Bu hususta adları geçen kişiler
yabancı uyruklu olup, kendi efendileri tarafından serbest bırakılan eski uşak
ve kölelerdi. O zamanki Arap aşiret hayatı hakkında malumat sahibi olanlar
bilirler ki, hiçbir kimse şu veya bu kabilenin desteği ve himayesi olmaksızın
yaşayamazdı. Serbest bırakılan uşaklar da ancak eski efendilerinin himayesinde
toplumdaki yaşantılarını sürdürebiliyorlardı. Bu himaye kalktığı an, hayadan
çekilmez olurdu. Belli ki bu şartlar altında eğer Hz. Muhammed (a.s.) hâşâ
yalan bir peygamberliği tezgâhlamışsa, bu serbest bırakılan köleler kendisine
gönüllü olarak ve sevinerek yardım edemezlerdi. Bu komploda Hz. Muhammed (a.s.)
ile ortak olanlar, kendisine zerre kadar saygılı olabilirler miydi?

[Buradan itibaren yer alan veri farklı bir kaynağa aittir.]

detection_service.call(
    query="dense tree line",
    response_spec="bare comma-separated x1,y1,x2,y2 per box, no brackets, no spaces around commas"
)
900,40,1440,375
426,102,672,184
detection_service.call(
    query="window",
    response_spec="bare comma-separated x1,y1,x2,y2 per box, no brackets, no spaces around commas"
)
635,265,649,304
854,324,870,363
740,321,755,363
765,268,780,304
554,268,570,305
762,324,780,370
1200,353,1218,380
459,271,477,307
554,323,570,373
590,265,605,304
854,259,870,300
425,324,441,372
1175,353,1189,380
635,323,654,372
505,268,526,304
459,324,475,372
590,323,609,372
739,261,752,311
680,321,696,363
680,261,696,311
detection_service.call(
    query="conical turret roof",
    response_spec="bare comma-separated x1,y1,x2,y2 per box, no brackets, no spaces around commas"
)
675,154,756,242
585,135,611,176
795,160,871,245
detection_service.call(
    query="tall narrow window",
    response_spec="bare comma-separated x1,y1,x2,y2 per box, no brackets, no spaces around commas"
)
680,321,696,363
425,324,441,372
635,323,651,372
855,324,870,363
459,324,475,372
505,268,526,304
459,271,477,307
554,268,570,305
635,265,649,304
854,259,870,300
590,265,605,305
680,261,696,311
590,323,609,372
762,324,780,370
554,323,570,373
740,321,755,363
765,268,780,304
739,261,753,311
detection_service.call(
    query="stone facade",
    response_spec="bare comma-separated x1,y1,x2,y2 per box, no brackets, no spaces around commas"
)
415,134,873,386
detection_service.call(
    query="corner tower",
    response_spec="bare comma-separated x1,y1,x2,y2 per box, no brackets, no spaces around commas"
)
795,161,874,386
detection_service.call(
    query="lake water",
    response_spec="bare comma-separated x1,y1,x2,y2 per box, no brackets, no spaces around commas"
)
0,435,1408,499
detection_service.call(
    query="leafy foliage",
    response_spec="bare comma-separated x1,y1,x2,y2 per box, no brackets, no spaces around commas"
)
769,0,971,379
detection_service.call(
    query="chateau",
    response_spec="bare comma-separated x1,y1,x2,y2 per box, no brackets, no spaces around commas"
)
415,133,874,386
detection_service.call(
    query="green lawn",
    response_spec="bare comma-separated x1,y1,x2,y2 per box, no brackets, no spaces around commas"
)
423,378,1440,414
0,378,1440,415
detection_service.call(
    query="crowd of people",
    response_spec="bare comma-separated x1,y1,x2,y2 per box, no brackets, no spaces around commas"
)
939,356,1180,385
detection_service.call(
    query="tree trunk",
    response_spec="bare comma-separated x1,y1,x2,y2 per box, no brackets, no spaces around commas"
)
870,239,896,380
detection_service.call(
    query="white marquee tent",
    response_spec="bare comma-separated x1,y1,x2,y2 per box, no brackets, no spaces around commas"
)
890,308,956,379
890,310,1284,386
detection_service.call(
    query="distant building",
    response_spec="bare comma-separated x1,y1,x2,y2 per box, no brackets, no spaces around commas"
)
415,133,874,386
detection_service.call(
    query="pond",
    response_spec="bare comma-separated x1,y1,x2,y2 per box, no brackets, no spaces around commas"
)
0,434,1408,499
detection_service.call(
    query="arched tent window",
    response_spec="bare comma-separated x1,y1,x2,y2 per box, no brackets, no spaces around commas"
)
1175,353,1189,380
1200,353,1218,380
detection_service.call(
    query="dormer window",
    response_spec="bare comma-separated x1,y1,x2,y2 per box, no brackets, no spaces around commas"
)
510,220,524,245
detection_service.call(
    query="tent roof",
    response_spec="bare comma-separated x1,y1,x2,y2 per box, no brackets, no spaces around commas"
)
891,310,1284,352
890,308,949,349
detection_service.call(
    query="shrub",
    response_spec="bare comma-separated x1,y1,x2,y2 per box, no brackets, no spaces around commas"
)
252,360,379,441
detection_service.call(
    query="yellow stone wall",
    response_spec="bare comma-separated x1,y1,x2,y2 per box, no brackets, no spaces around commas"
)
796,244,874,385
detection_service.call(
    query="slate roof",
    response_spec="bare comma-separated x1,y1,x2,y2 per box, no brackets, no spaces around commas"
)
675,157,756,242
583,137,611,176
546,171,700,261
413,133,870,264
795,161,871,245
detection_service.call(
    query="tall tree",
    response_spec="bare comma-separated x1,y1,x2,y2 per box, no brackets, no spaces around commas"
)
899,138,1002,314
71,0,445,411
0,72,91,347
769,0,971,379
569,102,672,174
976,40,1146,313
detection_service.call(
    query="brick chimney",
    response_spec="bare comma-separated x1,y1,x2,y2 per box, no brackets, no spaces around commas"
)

Kendilerinden gece vakti gizlice öğrendiği şeyleri gündüz herkese "bakın,
Allah'ın kelâmı budur, ben Allah'ın Rasûlüyüm" diyen bir kişinin sadık ve
vefakâr dostu olabilirler miydi? Bu gibi adamlar ancak bir menfaat ve hırs
yüzünden Hz. Muhammed (a.s.)'in hâşâ, suç ortağı olabilirlerdi. Fakat bu
adamların, çok nüfuzlu ve zâlim olan efendilerini bırakıp, yetim, fakir ve hak
sözleri söylediği için herkesin hışmını kazanmış olan Hz. Muhammed (a.s.)'in
safına katılmaları düşünülebilir mi? Onların, bütün herkesin nefret ve
düşmanlığını kazanmalarını ve hatta hayatları pahasına Hz. Muhammed (a.s.)'den
yana çıkmalarını mümkün kılan bir cazibe, bir maddi menfaat var mıydı? Ayrıca,
eski efendileri ve diğer Mekke'li kâfir ve müşrikler onları yakalayıp her şeye
itiraz etmelerini sağlayabilirlerdi. Kâfirler neden bu yola başvurmadılar,
niçin sabık uşak ve kelelerinden her şeyi öğrenmediler? Demek ki öğrenilecek
bir şey yoktu.
Meselenin en dikkat çekici yanı,
Hazreti Peygamber (a.s.)'e peygamberlik bilgisi veren kişilerin hepsinin
kendisine iman etmeleridir. Yapmacık, yalan ve uydurma bir peygamberliğin
yaratılmasında önemli bir rol oynayan kimselerin, Hz. Muhammed (a.s.)'e iman
etmeleri, hem de örnek bir şekilde bağlı olmaları mümkün olabilir mi? Diyelim
ki, Hz. Muhammed (a.s.)'in peygamberliğindeki büyük pay ve katkılarına rağmen
İslâm camiasına girdiler. Peki, Hz. Muhammed (a.s.) sözü edilen katkı ve yardımlarından
dolayı kendilerine müslümanlar ve sahabeler arasında önemli bir yer vermeli
değil miydi? Kendilerini ödüllendirmeleri gerekmezciydi? Bu nasıl bir işti ki,
peygamberlik işi Addas, Yesâr ve Cebr'in yardımıyla yürüyordu da Rasûlullah
(a.s.)’ın sağ kollan neden Hz. Ebû Bekir, Hz. Ömer ve Hz. Ebû Ubeyde (r.a.)
oldular?
Aynı derecede şaşırtıcı bir konu
da, Hz. Peygamber (a.s.)'in "gizli bilgi alışverişinin yapılmasından
yakın çevresindeki şahsiyetlerin, meselâ Zeyd bin Haris, Ali bin Ebû Tâlip, Ebû
Bekir Sıddîk ve diğer bazı kimselerin haberdar olmamasıdır. Gece gündüz her
zaman Hz. Peygamber (a.s,)'in yanında bulunan bu şahsiyetler, bu gibi
düzenbazlıktan haberdar olamazlar mıydı?
Kâfir ve müşriklerin bu husustaki
iddialarında zerre kadar gerçek payı olsaydı, yakın çevresindeki sahabeler, Hz.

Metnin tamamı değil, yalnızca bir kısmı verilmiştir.